For virus isolation from the blood (animal C7), we inoculated a subconfluent culture of I/1Ki cells with 300 μL of blood diluted in 3 mL fully supplemented growth medium filtered through a 0.45-μm syringe filter. After 4 h adsorption at 30°C and 5% CO₂, 4 mL of fresh medium was added and the culture incubated overnight at 30°C and 5% CO₂. The following day, we washed the cells once with fresh medium and continued the incubation at 30°C and 5% CO₂.

For all cultures, the cells were kept for 6 days and the media exchanged after 3 days. Supernatants from both time points were collected, mixed, and frozen at −80°C. For the preparation of cell pellets from the inoculated cell cultures, cells were trypsinised (trypsin 10×; Merck Biochrome) for 5 min at room temperature and then spun at 1,000× RCF for 3 min. The resulting pellet was either fixed in 4% buffered paraformaldehyde overnight and routinely embedded in paraffin wax for histology and immunohistology or was fixed in 2.5% phosphate-buffered glutaraldehyde and embedded in epoxy resin for transmission electron microscopy using routine methods, as described previously (26, 40).

Next-generation sequencing (NGS) and genome assembly.
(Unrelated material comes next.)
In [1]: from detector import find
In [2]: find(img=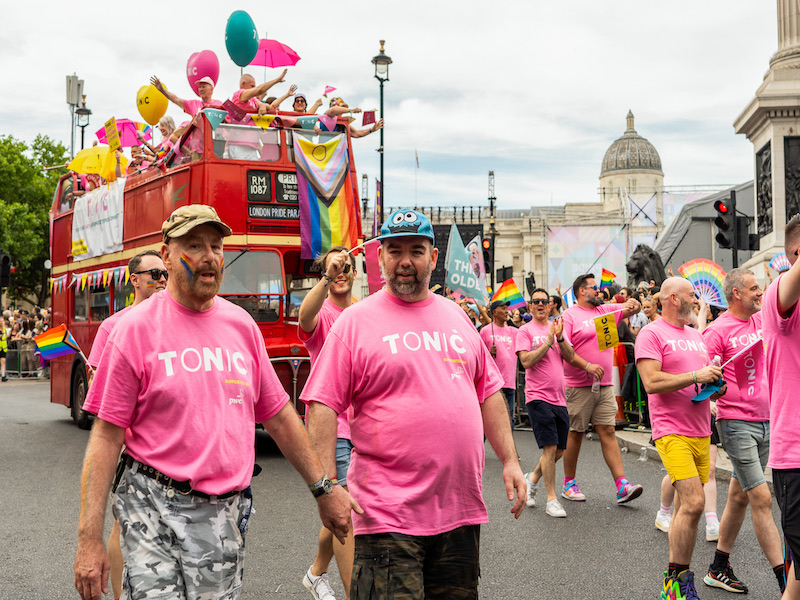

RNAs were extracted from paraffin-embedded tissue samples of animals C1 to C4 and W1 to W3 (Table 1) using the RNeasy FFPE kit (Qiagen) according to the manufacturer’s protocol. The RNA extraction from other sample materials, including the blood of animal C7 (direct from 300 μL blood frozen with an equal amount of RNAlater), followed the TRIzol reagent (Roche) protocol as described (10, 30). NGS library preparation from isolated RNAs, sequencing, and subsequent genome assembly were done as described (10, 30, 31).

Phylogenetic analyses.

The amino acid sequences of previously identified hartmaniviruses were retrieved from GenBank. The MAFFT E-INS-i algorithm (41) was used for aligning the sequences with those of the viruses identified in this study. The Bayesian Monte Carlo Markov chain (MCMC) method implemented in MrBayes v3.2.6. (42) served for inferring the best-fit amino acid substitution models and constructing phylogenetic trees. In total, 500,000 generations with sampling at every 5,000 steps were run in MrBayes. The final standard deviations between two runs were <0.02 for all analyses.